The hysteria goes beyond irresponsible speech, however; the next step is always irresponsible legislation. Yesterday I heard of a Pennsylvania congressman who is proposing a ban on the kind of extended ammunition clips which the killer is reported to have used. I have learned to expect such puerile behavior from members of Congress. It is as if the congressman is saying: "We can't stop the lunatics from shooting innocent people, but we can make it difficult for them to shoot more than seven or eight at a time." This nonsense, like the hysterical rhetoric, also has to stop.
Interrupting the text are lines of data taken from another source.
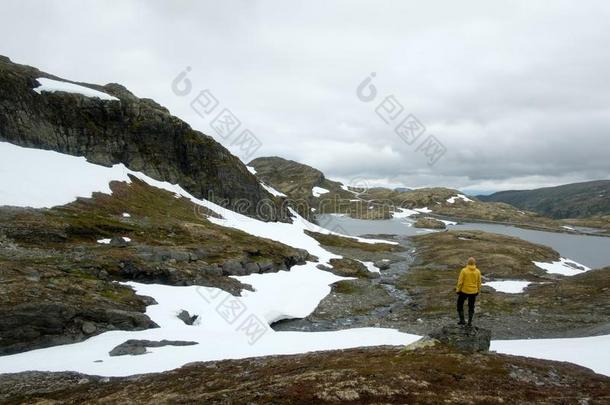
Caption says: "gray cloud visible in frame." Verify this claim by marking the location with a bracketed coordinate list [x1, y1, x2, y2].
[0, 1, 610, 190]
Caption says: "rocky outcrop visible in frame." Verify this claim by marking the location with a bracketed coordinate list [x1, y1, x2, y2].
[108, 339, 199, 357]
[177, 310, 199, 325]
[0, 57, 288, 220]
[430, 325, 491, 352]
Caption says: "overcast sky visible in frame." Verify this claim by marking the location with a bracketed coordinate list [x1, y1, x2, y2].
[0, 0, 610, 192]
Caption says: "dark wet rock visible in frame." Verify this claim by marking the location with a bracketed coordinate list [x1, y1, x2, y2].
[244, 262, 260, 274]
[429, 325, 491, 352]
[81, 322, 97, 335]
[178, 310, 199, 325]
[108, 339, 198, 356]
[109, 236, 129, 247]
[413, 218, 447, 229]
[0, 55, 289, 220]
[373, 260, 390, 270]
[222, 260, 246, 276]
[0, 297, 157, 354]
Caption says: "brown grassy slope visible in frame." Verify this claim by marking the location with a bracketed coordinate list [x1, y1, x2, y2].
[0, 347, 610, 404]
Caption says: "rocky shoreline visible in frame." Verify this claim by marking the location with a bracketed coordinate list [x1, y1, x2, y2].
[272, 231, 610, 339]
The sad fact is true that, as Harry Truman said, any nut who can afford to buy a suit can kill a president. On the very eve of his assassination, Jack Kennedy observed that if somebody with a rifle wanted to kill him, there was no way to stop it. What is needed now, in the wake of this monstrous, irrational act, is mature, rational response. None of us, of any political persuasion, dampens the flames by fanning them.

Sunday, January 9, 2011

Insanity Pleas

Increasingly, watching the news is like seeing a road company production of Marat/Sade. I hear politicians mouthing the same stale platitudes and offering the same pointless proposals that I have listened to my entire life. May I make one point clear? We are going bankrupt.

That fact, unmistakable and urgent, should be dominating our political discourse. Instead, the hacks in Washington and Sacramento are behaving as if business as usual will get us out of this mess. California is broke - desperately so - and Washington is very nearly broke, and persisting in the same rhetoric and the same tactics is not going to fix it. We will be the first generation in American history to leave our children impoverished, having saddled them with a debt they cannot hope to pay. And in the face of this, the so-called leaders of our state and nation continue to argue for increased spending, more government regulation and higher taxes as if the bus of our economy were not already dangling over the cliff.
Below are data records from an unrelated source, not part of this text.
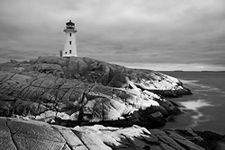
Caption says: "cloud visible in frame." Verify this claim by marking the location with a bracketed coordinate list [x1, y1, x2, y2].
[0, 0, 225, 70]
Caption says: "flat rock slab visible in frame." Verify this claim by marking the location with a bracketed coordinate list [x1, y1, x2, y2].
[0, 117, 224, 150]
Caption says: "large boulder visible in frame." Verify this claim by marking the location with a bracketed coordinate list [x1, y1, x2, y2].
[0, 117, 225, 150]
[0, 56, 190, 127]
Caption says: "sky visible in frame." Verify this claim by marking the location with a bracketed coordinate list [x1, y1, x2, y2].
[0, 0, 225, 71]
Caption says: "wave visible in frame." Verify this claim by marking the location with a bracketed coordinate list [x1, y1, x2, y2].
[179, 99, 214, 127]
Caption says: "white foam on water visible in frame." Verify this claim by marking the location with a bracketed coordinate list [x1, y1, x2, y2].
[181, 80, 224, 93]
The same inane arguments between liberals and conservatives continue regardless. The simple fact is that there is a vacuum of leadership at every level of government which is becoming more acute and lethal as generation after generation of politicians refuse to speak the truth to the public, and implement the painful policies of austerity and sacrifice that will be necessary to save our prosperity from extinction. On one level the solution is simple: Government has grown far too big and intrusive and it spends far too much money on programs that were never imagined or intended by the Founders. The size of government is the problem, and so the solution begins with reducing it radically. This will not only be salvation for the economy, but for personal liberty as well.
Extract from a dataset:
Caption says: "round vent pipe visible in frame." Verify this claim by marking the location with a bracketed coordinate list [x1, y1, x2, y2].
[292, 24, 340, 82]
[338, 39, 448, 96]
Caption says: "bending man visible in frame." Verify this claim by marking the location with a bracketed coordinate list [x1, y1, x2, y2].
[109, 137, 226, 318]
It is in the details that the devil devours everyone who comes near. All right, let me begin with this: Reduce the size of government by ten percent across the board and impose a freeze on any new government spending. Since fraud and waste are endemic in government programs, simply eliminate as many as possible. Personally, I would start at the federal level by eliminating the Departments of Labor, Education, Housing and Urban Development, Health and Human Services and Commerce, and by privatizing the post office. Beyond that, I would dump the current tax code and replace it with a universal flat tax on individuals and corporations of no more than fifteen percent, and enact balanced budget legislation requiring federal and state governments to live within the means provided by the tax. Needless to say, Obama Care must be repealed and the new corporate regulations rolled back as well.

We must free the economy to do what it does best -- create jobs, opportunity and wealth. Give every disincentive possible to the growth of government and offer every incentive possible to private enterprise. Reward risk, innovation and excellence. Return to our faith in the power of the free market, personal liberty and individual initiative, and cleanse our society of the debilitating lie that government is not the problem but the solution.